How do I deal with an abusive parent. Were in therapy. But weve only had one session. I tried leaving and i literally can’t. I have gone to every person who will take me in. I need to learn to deal with him but I have no idea how. I literally just have to do what he says all the time? Just let him blame and blame me, call me lazy, and ungrateful and hold it over my head that he does everything for me? Everyday im here we get into a huge fight.
Dealing with abusive parents - Anxiety and Depre...
Dealing with abusive parents
Same here. i tried family therapy with my parents but my dad never listened and took the suggestions. its been a couple of years and i have my own therapist, and they have their own therapist. i'm 17 and my parents still do that kind of b.s. to me, and have been ever since i was around 13. well maybe it has been longer, i just didnt realize how i was being treated by them and that its not okay to tell your kid that their not good enough, until then. ive been through the same bs now for some time, and i'm here to talk to you if you need to. no one should ever have to go through this .
I’m sorry they won’t recognize their behaviors.
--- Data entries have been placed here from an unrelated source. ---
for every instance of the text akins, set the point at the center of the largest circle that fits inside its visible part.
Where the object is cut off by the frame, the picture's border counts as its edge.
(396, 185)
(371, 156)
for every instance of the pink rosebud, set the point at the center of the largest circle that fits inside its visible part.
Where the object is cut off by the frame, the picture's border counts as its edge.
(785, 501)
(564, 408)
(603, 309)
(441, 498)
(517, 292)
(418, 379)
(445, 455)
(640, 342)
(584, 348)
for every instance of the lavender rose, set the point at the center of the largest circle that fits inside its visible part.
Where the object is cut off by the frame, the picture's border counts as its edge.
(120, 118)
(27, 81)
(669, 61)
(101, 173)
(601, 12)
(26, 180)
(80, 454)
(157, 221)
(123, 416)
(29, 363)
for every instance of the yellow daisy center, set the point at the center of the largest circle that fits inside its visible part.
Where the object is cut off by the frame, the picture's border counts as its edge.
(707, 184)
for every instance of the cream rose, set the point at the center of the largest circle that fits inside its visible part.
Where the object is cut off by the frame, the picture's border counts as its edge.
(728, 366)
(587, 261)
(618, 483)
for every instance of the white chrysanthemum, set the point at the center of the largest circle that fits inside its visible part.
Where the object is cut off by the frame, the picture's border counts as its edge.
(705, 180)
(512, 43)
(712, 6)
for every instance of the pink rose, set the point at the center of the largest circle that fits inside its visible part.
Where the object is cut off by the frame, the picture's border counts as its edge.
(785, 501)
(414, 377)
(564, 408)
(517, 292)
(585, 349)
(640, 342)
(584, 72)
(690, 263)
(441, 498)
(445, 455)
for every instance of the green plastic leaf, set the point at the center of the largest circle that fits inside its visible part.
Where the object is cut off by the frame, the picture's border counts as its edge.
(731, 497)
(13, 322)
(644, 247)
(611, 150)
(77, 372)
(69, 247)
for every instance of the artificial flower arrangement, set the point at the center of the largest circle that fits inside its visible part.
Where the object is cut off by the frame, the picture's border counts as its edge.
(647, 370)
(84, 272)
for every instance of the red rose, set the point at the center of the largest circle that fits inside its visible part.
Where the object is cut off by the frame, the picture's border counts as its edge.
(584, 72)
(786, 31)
I will say that after my dad and i got in a huge fight we were able to have a really good conversation where we were both level headed and actually listening to each other, instead of assuming the other one is always wrong. I find validating them and showing that you understand their perspective helps a lot.
I always try to do that with my parents too. But most of the time when I try to say even something like "i don't agree with how you feel but i understand where you're coming from", i can't even say that without them saying "your being disrespectful!!!!!"
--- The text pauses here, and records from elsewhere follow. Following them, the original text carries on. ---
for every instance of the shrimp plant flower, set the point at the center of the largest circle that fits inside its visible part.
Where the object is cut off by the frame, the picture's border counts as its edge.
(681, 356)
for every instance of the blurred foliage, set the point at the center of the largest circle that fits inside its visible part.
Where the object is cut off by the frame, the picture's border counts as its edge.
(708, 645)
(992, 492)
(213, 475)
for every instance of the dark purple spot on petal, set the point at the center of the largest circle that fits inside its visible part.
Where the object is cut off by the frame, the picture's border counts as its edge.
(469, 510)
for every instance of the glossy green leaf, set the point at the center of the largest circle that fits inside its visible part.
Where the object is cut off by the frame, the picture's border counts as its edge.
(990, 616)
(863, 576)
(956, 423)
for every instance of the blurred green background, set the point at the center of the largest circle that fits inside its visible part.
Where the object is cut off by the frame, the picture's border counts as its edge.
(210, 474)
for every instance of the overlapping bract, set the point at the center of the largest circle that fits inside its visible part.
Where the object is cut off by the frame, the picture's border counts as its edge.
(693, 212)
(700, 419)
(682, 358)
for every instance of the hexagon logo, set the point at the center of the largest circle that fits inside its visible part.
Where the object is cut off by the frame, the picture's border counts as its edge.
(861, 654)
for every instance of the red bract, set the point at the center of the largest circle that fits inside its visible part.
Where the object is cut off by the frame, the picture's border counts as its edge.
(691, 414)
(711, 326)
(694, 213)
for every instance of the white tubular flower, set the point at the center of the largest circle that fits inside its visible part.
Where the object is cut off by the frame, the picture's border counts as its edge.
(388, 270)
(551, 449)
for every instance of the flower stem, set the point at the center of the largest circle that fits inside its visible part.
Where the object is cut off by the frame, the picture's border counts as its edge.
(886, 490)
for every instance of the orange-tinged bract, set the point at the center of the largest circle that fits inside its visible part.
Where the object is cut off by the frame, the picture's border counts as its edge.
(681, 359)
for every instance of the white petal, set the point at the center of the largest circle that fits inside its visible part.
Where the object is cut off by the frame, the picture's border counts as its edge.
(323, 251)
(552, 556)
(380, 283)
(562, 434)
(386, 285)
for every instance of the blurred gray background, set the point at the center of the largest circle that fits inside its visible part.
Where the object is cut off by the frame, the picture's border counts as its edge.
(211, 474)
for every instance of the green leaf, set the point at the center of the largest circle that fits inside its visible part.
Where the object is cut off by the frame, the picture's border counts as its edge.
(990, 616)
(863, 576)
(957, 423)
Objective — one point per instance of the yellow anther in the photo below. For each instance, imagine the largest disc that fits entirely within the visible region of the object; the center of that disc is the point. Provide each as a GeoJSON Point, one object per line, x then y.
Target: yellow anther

even if they dont explode when I try to validate them, it only lasts for at most the rest of the day. then they go back to telling me stuff like i'm not good enough, that i' irresponsible and i whine too much, and not listening to me when i just need someone to listen to me. they just always go back to that and it sucks
Yah it’s a hard habit to break and it’s even harder on people hearing that BS like you and. I. If they won’t change, I would say just try to find challenges for everything they tell you. Like for example: if they say “you’re not like your sibling.” I think a good challenge for that would be “of course I’m not like my sibling, we’re different people with different thought orocesses.” I wouldn’t say this out loud to them, but maybe write them down or repeat them like a mantra until you believe it. I’m not sure if that will help you, but it helps me.
Hey being 16 doesnt mean you don’t know anything. I dont think maturity comes with age, i think it comes with experience. I’m glad you finally left! It’s not so easy. I left my house 2 months ago which was one of the greatest things i ever did. It was also the hardest.
You will get there! It just takes patience! In the meantime, i would try to set up boundaries from them as much as you can. School is a really healthy way to escape and it makes leaving easier!
how did u get to finally leaving ur house? like what steps did u take? what's an alternate if we have virtual school from home because of covid?
Hey! When i left a couple months ago i did so rather impulsively and i wish i would have thought out a plan first. 1) find as many people as you can who are willing to help you. Friends, family, community resources. I had to jump couches a lot. I would not recommend leaving unless you have a reliable form of transportation. Keep your job or find one as long as pissibke and be wise with your money. Scope out apartment options and potential roommates. Ask your parents for help. Depending on your age, they probably want to help you become independent. If not ask friends parents and family members, or other friends who have their own place. Also learn budgeting techniques! Hope this helps!